LES DÉFIS À RELEVER POUR LE MARCHÉ SÉNÉGALAIS DES ASSURANCES
Secteur en constante croissance depuis plusieurs années, le marché sénégalais de l’assurance bénéficie d’un environnement propice à son développement.
Toutefois, malgré sa dynamique de croissance qui se reflète à travers l’analyse des indicateurs d’activité et de performance, le secteur fait face à de nombreux défis parmi lesquels on relève :
l’innovation pour un taux de pénétration très faible, l’inadaptation des produits, les conséquences du changement climatique,lde a faiblesse de la culture assurancielle, et le manque confiance de la population envers les produits, etc.
a) Le défi de l’innovation et de la digitalisation
L’assurance via le mobile money est une piste sérieuse pour relever le niveau faible constaté dans la distribution des produits d’assurances et dans la perspective de toucher plus facilement les segments de populations qui n’ont pas encore ce type de protection.
La digitalisation des services et l’intégration de nouvelles technologies telles que l’Intelligence Artificielle permet d’automatiser certaines prestations de services, et ainsi dégager du temps pour se consacrer à la relation clients.
Proposer des services accessibles devra donc être une stratégie à renforcer par les acteurs du marché sénégalais des assurances. L’innovation numérique et la digitalisation pourront permettre une réduction du coût de service aux clients, une rationalisation des processus internes, mais surtout la mise à disposition au plus grand nombre d’une expérience client enrichie. L’objectif ici, est d’être en mesure de proposer une relation clients augmentée et transparente ainsi qu’un service de proximité.
De plus, ces nouvelles offres digitales « contribuent à la rénovation des systèmes classiques coûteux, encore centrés sur le principe des succursales et des réseaux de courtiers.

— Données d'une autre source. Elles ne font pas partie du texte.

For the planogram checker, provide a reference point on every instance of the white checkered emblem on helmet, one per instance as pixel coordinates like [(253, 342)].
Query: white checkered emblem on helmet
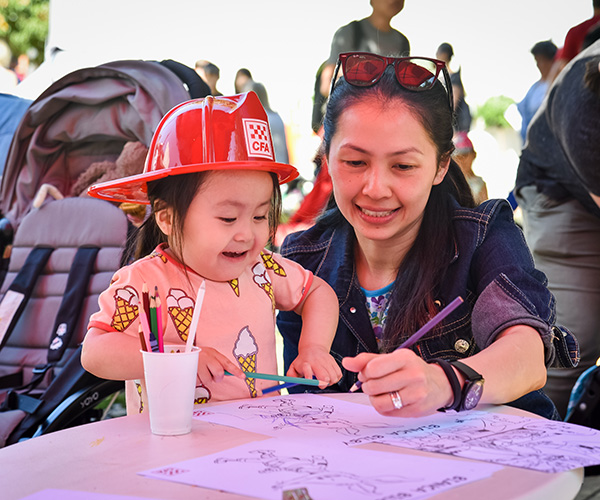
[(258, 138)]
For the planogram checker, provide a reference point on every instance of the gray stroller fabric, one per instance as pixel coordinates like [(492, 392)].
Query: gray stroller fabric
[(64, 225), (85, 117)]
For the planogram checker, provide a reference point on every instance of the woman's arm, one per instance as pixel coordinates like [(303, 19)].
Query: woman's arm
[(512, 366), (319, 311)]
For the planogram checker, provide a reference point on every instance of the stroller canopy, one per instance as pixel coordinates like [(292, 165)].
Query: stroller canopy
[(85, 117)]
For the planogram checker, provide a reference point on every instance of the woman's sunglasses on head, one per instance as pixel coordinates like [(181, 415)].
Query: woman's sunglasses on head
[(363, 69)]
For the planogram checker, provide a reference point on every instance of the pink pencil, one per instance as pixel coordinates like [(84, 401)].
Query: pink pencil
[(159, 332)]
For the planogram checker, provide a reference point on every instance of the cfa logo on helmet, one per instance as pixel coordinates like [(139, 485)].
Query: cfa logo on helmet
[(258, 138)]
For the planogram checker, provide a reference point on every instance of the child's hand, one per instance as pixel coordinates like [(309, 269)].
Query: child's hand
[(317, 361), (212, 366)]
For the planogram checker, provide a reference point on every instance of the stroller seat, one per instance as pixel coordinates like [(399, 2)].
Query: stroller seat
[(64, 226)]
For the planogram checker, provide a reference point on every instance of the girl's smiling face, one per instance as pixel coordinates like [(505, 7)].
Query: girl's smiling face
[(383, 165), (227, 224)]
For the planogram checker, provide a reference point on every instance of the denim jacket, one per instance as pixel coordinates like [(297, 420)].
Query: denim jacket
[(492, 270)]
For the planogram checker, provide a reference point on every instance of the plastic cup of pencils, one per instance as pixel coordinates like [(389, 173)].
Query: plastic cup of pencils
[(170, 384)]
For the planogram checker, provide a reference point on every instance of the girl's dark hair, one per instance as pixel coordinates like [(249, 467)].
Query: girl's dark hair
[(177, 192), (424, 266)]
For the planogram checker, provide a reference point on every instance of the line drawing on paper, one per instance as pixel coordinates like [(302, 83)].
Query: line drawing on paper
[(314, 470), (540, 444), (286, 412)]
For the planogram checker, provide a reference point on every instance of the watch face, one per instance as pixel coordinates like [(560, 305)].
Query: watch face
[(473, 395)]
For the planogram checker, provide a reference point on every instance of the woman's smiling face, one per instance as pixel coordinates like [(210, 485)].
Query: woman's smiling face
[(383, 165)]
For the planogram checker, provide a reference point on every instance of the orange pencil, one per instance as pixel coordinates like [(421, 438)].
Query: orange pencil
[(142, 338), (159, 329)]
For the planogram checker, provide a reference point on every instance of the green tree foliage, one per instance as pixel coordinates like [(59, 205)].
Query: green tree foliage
[(24, 26), (492, 111)]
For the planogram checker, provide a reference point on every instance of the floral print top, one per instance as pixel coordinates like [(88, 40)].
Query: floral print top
[(377, 305)]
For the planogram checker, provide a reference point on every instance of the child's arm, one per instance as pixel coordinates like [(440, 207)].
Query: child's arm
[(116, 356), (320, 312), (112, 355)]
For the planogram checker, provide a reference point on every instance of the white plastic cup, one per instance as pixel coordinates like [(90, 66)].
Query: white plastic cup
[(170, 384)]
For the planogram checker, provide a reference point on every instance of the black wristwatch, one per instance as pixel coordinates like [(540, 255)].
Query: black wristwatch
[(454, 383), (473, 388)]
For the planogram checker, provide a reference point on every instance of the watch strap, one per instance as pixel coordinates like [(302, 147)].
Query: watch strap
[(454, 383), (470, 374)]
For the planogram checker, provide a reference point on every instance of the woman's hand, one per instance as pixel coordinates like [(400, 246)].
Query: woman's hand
[(422, 387), (316, 360), (212, 366)]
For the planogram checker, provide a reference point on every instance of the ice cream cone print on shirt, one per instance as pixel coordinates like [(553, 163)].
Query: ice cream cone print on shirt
[(235, 286), (126, 308), (270, 263), (263, 280), (181, 309), (245, 351), (201, 395)]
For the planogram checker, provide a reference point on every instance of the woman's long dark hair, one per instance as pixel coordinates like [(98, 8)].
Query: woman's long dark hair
[(423, 268)]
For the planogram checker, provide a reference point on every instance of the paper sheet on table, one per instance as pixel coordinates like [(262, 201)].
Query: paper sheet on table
[(53, 494), (268, 468), (301, 416), (531, 443)]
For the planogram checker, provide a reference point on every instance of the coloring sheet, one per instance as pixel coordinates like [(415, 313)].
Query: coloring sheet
[(531, 443), (268, 468), (54, 494), (300, 416)]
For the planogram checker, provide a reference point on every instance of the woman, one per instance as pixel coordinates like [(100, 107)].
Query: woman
[(402, 238)]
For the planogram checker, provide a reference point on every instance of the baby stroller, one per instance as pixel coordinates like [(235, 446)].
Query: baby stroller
[(66, 247)]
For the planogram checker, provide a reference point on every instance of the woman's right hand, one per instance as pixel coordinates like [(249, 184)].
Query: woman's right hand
[(212, 366), (422, 387)]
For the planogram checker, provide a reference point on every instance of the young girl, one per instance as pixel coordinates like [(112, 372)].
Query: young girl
[(213, 186)]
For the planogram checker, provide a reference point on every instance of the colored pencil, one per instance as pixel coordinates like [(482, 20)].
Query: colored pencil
[(422, 331), (142, 338), (280, 378), (195, 317), (145, 298), (159, 327), (146, 329), (278, 387), (152, 317)]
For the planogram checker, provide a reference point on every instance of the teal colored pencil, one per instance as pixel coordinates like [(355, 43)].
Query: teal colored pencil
[(281, 378)]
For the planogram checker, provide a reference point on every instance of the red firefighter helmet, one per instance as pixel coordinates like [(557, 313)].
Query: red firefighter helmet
[(213, 133)]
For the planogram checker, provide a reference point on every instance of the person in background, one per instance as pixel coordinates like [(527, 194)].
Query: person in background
[(558, 188), (275, 122), (403, 238), (574, 41), (465, 155), (243, 80), (371, 34), (543, 53), (445, 52), (210, 222), (8, 78), (210, 73)]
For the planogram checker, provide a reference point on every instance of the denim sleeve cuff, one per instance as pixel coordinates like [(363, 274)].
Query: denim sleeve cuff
[(502, 305)]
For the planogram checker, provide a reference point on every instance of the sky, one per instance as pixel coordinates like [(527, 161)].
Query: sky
[(283, 42)]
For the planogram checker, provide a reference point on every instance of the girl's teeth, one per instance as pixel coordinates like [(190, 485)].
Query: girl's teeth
[(370, 213)]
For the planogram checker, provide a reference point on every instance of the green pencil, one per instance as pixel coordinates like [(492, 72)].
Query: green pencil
[(281, 378)]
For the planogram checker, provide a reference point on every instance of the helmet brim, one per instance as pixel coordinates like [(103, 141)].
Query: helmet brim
[(133, 189)]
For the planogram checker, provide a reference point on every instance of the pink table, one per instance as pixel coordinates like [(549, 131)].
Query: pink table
[(106, 456)]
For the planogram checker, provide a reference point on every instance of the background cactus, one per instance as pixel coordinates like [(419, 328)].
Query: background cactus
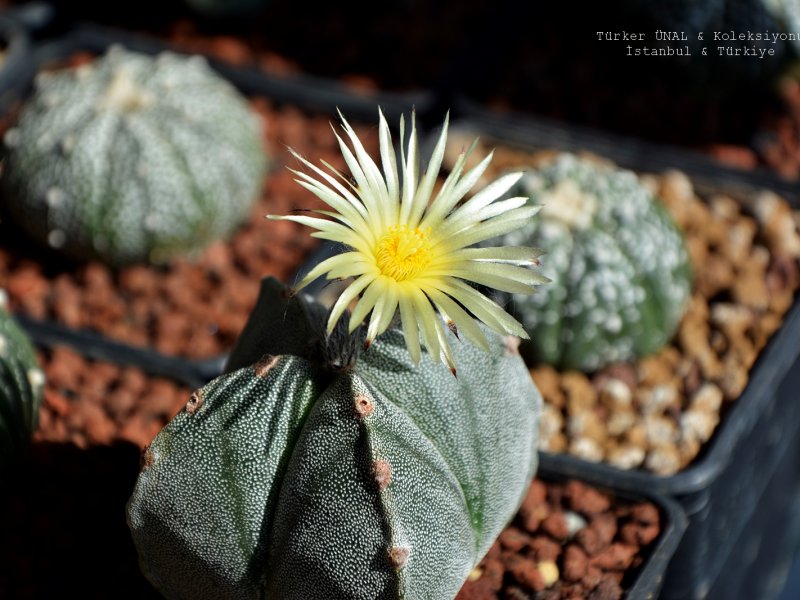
[(133, 158), (306, 474), (21, 385), (620, 271)]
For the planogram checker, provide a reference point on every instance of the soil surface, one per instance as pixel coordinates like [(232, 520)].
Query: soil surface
[(64, 532)]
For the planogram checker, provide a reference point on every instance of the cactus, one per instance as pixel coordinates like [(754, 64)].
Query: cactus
[(308, 472), (133, 158), (21, 386), (620, 271)]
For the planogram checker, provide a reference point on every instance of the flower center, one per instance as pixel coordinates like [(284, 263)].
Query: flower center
[(402, 252)]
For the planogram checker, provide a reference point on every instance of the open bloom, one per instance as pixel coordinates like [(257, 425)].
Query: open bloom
[(409, 252)]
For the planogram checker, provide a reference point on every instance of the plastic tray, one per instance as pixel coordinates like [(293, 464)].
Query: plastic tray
[(308, 92), (311, 94), (749, 471)]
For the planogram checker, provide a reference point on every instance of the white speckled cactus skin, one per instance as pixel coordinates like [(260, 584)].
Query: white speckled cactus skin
[(133, 158), (620, 271), (21, 386), (381, 480)]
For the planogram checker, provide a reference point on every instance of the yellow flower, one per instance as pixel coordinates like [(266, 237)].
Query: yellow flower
[(411, 252)]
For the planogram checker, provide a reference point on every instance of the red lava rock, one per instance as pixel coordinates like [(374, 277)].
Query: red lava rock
[(607, 589), (544, 548), (586, 500), (617, 557), (99, 428), (525, 571), (556, 525), (575, 563), (591, 541), (534, 506), (513, 539)]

b) La faiblesse du taux de pénétration de l’assurance
Pour la majorité des populations vulnérables, l’assurance pourrait être une opportunité pour se prémunir contre des risques, mais peu de produits assurantiels sont aujourd’hui adaptés à ce segment. Il se pose alors toute la problématique du dimensionnement des produits par rapport à la situation professionnelle et financière des cibles.
C’est en ce sens que la micro-assurance pourrait être une voie salutaire d’inclusion financière pour propulser le taux de pénétration de l’assurance à un niveau plus élevé. Les revenus de la micro assurance sont plus faibles que ceux de l’assurance classique jusqu’ici proposée, sauf si on couvre une très grande population. Pari qui n’est pas gagné d’avance.

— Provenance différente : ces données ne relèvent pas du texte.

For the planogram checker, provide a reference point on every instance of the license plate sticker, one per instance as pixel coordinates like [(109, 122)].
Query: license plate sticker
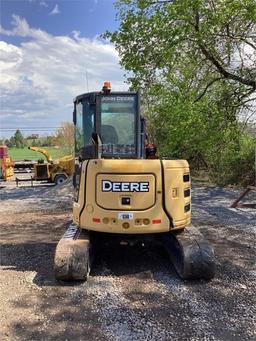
[(125, 216)]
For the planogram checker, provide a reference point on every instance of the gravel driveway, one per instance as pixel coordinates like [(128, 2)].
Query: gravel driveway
[(133, 292)]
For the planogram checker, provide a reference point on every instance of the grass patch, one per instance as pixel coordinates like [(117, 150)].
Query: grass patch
[(18, 154)]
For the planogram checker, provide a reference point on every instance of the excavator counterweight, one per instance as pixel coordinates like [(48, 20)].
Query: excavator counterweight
[(123, 189)]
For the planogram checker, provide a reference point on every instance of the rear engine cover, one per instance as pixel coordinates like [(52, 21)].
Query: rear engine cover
[(140, 189)]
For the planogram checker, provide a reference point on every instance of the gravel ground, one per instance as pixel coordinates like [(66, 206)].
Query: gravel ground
[(133, 292)]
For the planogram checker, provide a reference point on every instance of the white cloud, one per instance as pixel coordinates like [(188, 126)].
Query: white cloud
[(43, 4), (55, 10), (40, 78)]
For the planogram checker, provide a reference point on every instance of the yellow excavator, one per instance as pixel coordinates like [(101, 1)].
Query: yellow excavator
[(53, 171), (124, 191)]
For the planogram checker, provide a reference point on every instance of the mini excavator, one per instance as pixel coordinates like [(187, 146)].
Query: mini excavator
[(122, 189)]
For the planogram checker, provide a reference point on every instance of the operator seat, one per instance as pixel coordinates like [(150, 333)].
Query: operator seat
[(108, 134)]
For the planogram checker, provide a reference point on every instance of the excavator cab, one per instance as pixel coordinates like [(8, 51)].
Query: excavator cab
[(108, 125), (123, 190)]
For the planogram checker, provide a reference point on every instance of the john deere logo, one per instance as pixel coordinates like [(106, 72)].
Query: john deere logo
[(110, 186)]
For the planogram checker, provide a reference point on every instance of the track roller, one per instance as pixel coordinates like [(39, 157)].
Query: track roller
[(191, 255), (73, 255)]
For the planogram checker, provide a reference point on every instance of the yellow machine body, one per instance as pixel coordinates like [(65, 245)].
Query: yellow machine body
[(133, 196)]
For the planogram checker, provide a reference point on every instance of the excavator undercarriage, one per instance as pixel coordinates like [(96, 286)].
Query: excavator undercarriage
[(124, 191)]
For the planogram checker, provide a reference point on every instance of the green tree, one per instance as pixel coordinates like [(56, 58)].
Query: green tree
[(64, 136), (195, 64)]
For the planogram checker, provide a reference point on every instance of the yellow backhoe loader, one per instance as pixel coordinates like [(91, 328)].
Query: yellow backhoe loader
[(51, 170), (123, 193)]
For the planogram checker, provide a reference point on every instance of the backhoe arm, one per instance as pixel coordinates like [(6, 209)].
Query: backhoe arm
[(42, 151)]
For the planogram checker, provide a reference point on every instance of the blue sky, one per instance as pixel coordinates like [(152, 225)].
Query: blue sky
[(46, 49), (90, 17)]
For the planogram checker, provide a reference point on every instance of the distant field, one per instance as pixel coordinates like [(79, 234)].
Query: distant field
[(27, 154)]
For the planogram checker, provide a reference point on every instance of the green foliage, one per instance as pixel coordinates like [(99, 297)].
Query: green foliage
[(188, 59)]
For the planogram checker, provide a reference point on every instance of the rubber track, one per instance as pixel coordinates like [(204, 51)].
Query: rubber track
[(191, 255), (72, 255)]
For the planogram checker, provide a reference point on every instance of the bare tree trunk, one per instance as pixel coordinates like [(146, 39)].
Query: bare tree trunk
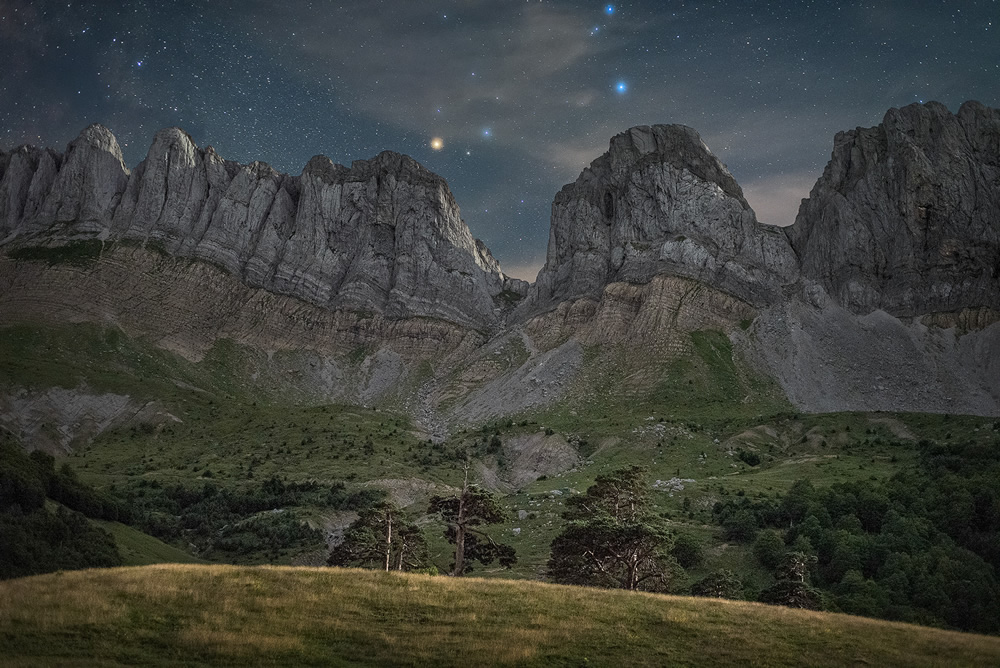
[(460, 527), (388, 539)]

c) Le défi du renforcement de la confiance des cibles par une éducation financière adaptée
Outre les polices automobiles, obligatoires, les assurances tentent de diversifier leurs offres : couverture en cas de maladie, de sinistre, de décès. Mais elles peinent encore à convaincre. L’assurance a du mal à se défaire de ses vieux clichés aux yeux des populations.
Face à ce constat, il s’agira d’intensifier les actions d’éducation financière et de sensibilisation dans les thématiques liées à l’assurance en général, et la micro-assurance en particulier. Il sera tout au plus nécessaire d’élargir l’éducation financière à l’utilisation des moyens digitaux, notamment l’accès à l’assurance via mobile, et permettre aux populations à mieux connaître les différents produits d’assurance mais également à mieux connaître leurs droits et avantages en souscrivant à ces différents types de produits.
d) S’adapter au changement des profils de risque et de l’exposition au risque
Le marché de l’assurance voit actuellement l’arrivée de nouveaux risques. Avec le dérèglement climatique, l’accélération de la fréquence des sinistres et l’aggravation des catastrophes imposent une mutation à marche forcée. Les assureurs ne dérogent pas à la règle, et doivent mettre au point de nouvelles couvertures.
Cette perspective devient de plus en plus importante, notamment dans un contexte de changement climatique qui modifie les profils de risque et l’exposition générale au risque. D’où la nécessité de l’élaboration de nouveaux produits qui est incontournable pour accompagner la transition énergétique.